Wednesday, October 18, 2017, 14:43 GMT+7

For the first time in 50 years, Vietnam has shifted its population policy from ‘planned parenthood’ to ‘maintaining stable birth rates’.

The news was announced on Tuesday at a press conference held by Vietnam’s Ministry of Health.

“Between 1960 and 1993, our population policy was to encourage that families should not have more than two children each,” said Nguyen Van Tan, deputy director general of the General Office for Population and Family Planning.

“Now we want to encourage each family to have two children and keep the birth rate as close as possible to the current replacement fertility rate of 2.1 children per woman,” he said.

Instead of a blanket policy to limit the number of births per family, areas with high birth rates would be encouraged to give birth less while those with low birth rates would be encouraged to produce more births, he elaborated.

While families in Vietnam have been allowed to have as many children as they wish without facing legal or administrative punishments since 1993, they are still encouraged to have one or two children, according to Tan.

In 2008, a new directive came into effect, stipulating that members of the Communist Party of Vietnam be penalized for having a third child and expeled from the Party for having any more than three children.

Since 2013, the policy for Party members has been relaxed, when they will only be dismissed for having five or more children.

A young couple take a stroll with their daughter in Tao Dan Park, Ho Chi Minh City. Photo: Tuoi Tre
A young couple take a stroll with their daughter in Tao Dan Park, Ho Chi Minh City.
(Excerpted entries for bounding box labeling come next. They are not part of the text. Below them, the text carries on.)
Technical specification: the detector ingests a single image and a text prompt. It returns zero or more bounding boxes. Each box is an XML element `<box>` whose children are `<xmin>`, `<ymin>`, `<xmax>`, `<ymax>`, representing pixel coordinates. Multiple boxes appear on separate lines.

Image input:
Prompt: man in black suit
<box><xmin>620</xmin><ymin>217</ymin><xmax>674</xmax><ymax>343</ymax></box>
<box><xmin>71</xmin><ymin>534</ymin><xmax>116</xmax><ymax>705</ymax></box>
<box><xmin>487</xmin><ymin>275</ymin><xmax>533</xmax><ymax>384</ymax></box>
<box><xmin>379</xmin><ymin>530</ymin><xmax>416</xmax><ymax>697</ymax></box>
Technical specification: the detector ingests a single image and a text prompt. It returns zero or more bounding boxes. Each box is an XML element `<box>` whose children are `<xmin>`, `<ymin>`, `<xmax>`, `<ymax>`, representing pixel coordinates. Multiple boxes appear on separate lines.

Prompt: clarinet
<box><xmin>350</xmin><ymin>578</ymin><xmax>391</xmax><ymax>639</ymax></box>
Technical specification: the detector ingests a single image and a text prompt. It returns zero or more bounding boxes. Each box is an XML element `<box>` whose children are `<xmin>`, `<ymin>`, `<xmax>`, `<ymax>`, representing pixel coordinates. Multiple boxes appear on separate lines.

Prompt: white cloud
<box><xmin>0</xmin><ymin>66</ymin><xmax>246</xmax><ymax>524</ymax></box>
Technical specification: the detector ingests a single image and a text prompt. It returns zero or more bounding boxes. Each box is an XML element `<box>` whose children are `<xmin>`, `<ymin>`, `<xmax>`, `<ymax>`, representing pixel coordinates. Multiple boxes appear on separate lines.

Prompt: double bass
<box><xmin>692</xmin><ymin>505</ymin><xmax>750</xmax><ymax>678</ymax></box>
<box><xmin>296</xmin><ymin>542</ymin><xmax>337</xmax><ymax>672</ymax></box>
Photo: Tuoi Tre

A recent online survey conducted by the General Office for Population and Family Planning found that 81.3 percent of 700,000 respondents only wanted to have one or two children, with the rest expressing their wish for three or more.

Based on these findings, Tan concluded, there should be no concern over whether Vietnam’s relaxed population policy would result in an unwanted population explosion.

In the 1960s, an average woman in northern Vietnam would give birth to around six children, according to Nguyen Thien Nhan, Party chief of Ho Chi Minh City.

Since the implementation of the two-child policy in the 1960s, the country’s fertility rate had dropped dramatically to three children per woman in the 1980s and two children per woman from 2005 until now, Nhan said.

Ho Chi Minh City currently reports the lowest fertility rate amongst women in Vietnam, at only around 1.45 children per woman, posing a possible threat to the city’s workforce.

If Vietnam is able to maintain a stable replacement fertilty rate, its population is forecast to reach 104 million by 2030, and 113-115 million by 2049.

The country currently has an official population of 94 million, a number that is increasing by 850,000-900,000 per year.